Here are just some examples from the coverage:

Sky News indulged in “both-siding” the day with stories of Palestinian suffering.

The Guardian framed its timeline around Israel’s defensive response, labeling it as an “assault,” and effectively obscuring the events that sparked the war.

The Associated Press wire service (although not British) similarly glanced over the cause of the war, beginning the story in the middle rather than with the terrorist attacks that sparked the ensuing conflict. By reframing the timeline, AP distorts not only the sequence of events but also the moral reality of who began this war and why it continues.

The BBC sent out an internal email to staff marking the day, but glossed over the atrocities of October 7, watering them down as mere “escalations” in the conflict. What happened on October 7 was no simple flare-up or escalation. It was a premeditated, brutal terrorist attack in which Hamas murdered, raped, and kidnapped civilians in southern Israel. In addition, instead of illustrating its email with an appropriate image from the day, the BBC chose to use an image of Palestinians amidst the rubble in Gaza.

After being called out by some of its own horrifed staff, the BBC was forced to apologize.

The narrative about life in the Gaza Strip also shapes perceptions of the conflict. Before October 7, much of the media portrayed Gaza as an “open-air concentration camp,” emphasizing extreme deprivation. The Times of London, however, marked two years since the Hamas massacre by highlighting the lifestyles lost by middle-class Gazans, once again distracting from Israeli suffering on October 7 as well as illustrating how Gaza’s reality is more complex than the narrative of Palestinian suffering that pre-October 7 coverage suggested.
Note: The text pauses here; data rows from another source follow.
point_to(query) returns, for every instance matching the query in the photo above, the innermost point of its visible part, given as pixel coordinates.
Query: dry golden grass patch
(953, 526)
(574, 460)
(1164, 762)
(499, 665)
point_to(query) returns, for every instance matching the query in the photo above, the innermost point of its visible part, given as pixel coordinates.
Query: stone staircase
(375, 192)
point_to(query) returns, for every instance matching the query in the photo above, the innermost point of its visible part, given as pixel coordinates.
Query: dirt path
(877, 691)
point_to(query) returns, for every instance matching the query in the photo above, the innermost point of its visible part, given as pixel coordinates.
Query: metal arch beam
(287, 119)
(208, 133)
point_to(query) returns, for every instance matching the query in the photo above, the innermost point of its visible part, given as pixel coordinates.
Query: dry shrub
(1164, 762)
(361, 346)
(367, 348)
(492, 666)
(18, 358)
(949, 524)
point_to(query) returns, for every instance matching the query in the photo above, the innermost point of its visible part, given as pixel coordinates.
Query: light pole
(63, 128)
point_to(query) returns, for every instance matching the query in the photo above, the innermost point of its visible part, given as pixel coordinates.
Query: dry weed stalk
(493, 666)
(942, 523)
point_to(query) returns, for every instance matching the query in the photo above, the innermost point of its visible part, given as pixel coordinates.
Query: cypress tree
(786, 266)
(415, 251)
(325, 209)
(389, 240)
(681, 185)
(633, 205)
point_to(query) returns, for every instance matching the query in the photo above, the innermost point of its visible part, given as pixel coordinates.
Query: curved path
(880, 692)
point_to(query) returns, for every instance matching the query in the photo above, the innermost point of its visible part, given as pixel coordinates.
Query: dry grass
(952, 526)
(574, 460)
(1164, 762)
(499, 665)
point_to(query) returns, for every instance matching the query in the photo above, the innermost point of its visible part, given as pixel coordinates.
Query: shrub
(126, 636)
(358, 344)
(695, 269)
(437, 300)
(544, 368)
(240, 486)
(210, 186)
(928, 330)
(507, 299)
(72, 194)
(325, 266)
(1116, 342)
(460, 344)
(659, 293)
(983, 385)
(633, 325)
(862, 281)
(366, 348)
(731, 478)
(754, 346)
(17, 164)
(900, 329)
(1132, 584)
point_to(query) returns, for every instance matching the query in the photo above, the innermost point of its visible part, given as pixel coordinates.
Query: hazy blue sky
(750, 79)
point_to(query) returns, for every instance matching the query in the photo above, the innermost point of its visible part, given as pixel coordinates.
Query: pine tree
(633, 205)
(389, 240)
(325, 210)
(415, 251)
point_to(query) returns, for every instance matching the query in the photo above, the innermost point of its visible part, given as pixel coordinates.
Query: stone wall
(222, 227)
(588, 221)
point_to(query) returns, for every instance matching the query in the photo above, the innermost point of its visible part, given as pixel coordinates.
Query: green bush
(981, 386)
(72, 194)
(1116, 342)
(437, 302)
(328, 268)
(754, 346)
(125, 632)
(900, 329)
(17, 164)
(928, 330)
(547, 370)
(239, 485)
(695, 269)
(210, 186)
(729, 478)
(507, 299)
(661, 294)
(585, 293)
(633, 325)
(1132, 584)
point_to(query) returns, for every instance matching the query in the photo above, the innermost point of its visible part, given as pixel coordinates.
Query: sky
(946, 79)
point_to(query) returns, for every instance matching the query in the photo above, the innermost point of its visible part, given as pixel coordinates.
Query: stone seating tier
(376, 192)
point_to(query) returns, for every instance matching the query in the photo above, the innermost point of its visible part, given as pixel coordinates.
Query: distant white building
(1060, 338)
How is it possible to produce a piece on October 7 and fail to mention either the hostages taken on that day? Somehow, ITV News succeeded.

It was the New Statesman, however, that really managed to reach the gutter with its decision to publish this journalistic atrocity:

The UK press has spent the week since Yom Kippur hand-wringing over the deaths of two members of the British Jewish community in an Islamist terror attack and has almost universally come to the correct conclusion that nothing in the Middle East can justify the targeting of Jews on British soil.

But when it comes to an Islamist terror attack of vast proportions that took place against Israel? The British media simply can’t see why October 7 is also unacceptable.

This pattern of reporting demonstrates a troubling moral inversion whereby it is easier for the media to condemn Israel for its actions and question its self-defense than it is to confront the terrorists who ignited this long war. By diverting attention away from the victims of October 7th and downplaying the atrocities carried out by Hamas, the UK media has helped obscure the reality of what truly happened on that horrific day.